Sir — Sumanta Sen blames the Gorkha Janmukti Morcha for not allowing contrary opinions to coexist in the Darjeeling hills (“Ruling the roost”, Aug 13). Sen should know that when a movement akin to a revolution is taking place, any belief that goes against that of the rebels is viewed with suspicion. As such, it is unfair to reproach the Gorkha Janmukti Morcha for using the baton on the dissenters. However, the occasional violence that may have happened has been the exception rather than the rule. The Morcha, in fact, has issued statements to discourage hostilities.

Sen has lauded the way the government of West Bengal had tackled the Gorkhaland agitations in the Eighties. But the “firm handling” referred to by him involved, among other things, firing on local people by CRPF jawans. The list of human rights violated at that time would be long but because the media were not as active then as now, these have remained undocumented. The present agitation is a tolerant one. If the state government has any sense of fairness, it should handle the Gorkhaland issue with sympathy.

Yours faithfully,
Bhisan Roka, Kalimpong


Sir — Why do people like Sumanta Sen refuse to accept the reality that even ministers like Manab Mukherjee have recognized. The GJM is ‘ruling the roost’ in the hills only because it enjoys the popular mandate. The tourism minister has held talks with Bimal Gurung precisely because of Gurung’s overwhelming following in Darjeeling. Sen should visit the hills to see the truth for himself.

Yours faithfully,
Amar Singh Rai, Darjeeling


Sir — Could Sumanta Sen please explain why he thinks that the Gorkhas’ demand for a separate state is “specious”? The Gorkhas have been left in the lurch for decades by the state government and are now demanding only the privileges that they have been denied for so long. They are not taking Darjeeling away from India but are pleading for the right to self-governance. Is this too much to ask? People of the hills are in general well-disciplined, as is evident from the low crime-rate there. If allowed to function on their own, the Gorkhas would no doubt create a very orderly state.

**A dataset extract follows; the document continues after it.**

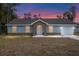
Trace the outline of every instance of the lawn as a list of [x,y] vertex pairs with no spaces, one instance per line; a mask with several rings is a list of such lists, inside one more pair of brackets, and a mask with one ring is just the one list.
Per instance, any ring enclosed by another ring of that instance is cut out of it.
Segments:
[[2,56],[79,55],[79,41],[69,38],[32,38],[0,36]]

As to the alleged violence unleashed by the Morcha, one can say that when a group of people have been subjected to all kinds of injustice for long, they are bound to strike back at some time or the other. After all, people do not take up arms for fun. At the same time, the movement led by the GJM has been remarkably peaceful, compared to that of the Gorkha National Liberation Front in the Eighties. It should be remembered that at that time hundreds of communists had been killed or hounded out of the hills by Subhas Ghisingh and his men. But the state government went out of its way to placate Ghisingh and forged a deceptive alliance with him. In the process, the government not only cheated the local people but also let down its old comrades in the hills. Before criticizing the GJM, Sen should recall the lessons taught by history.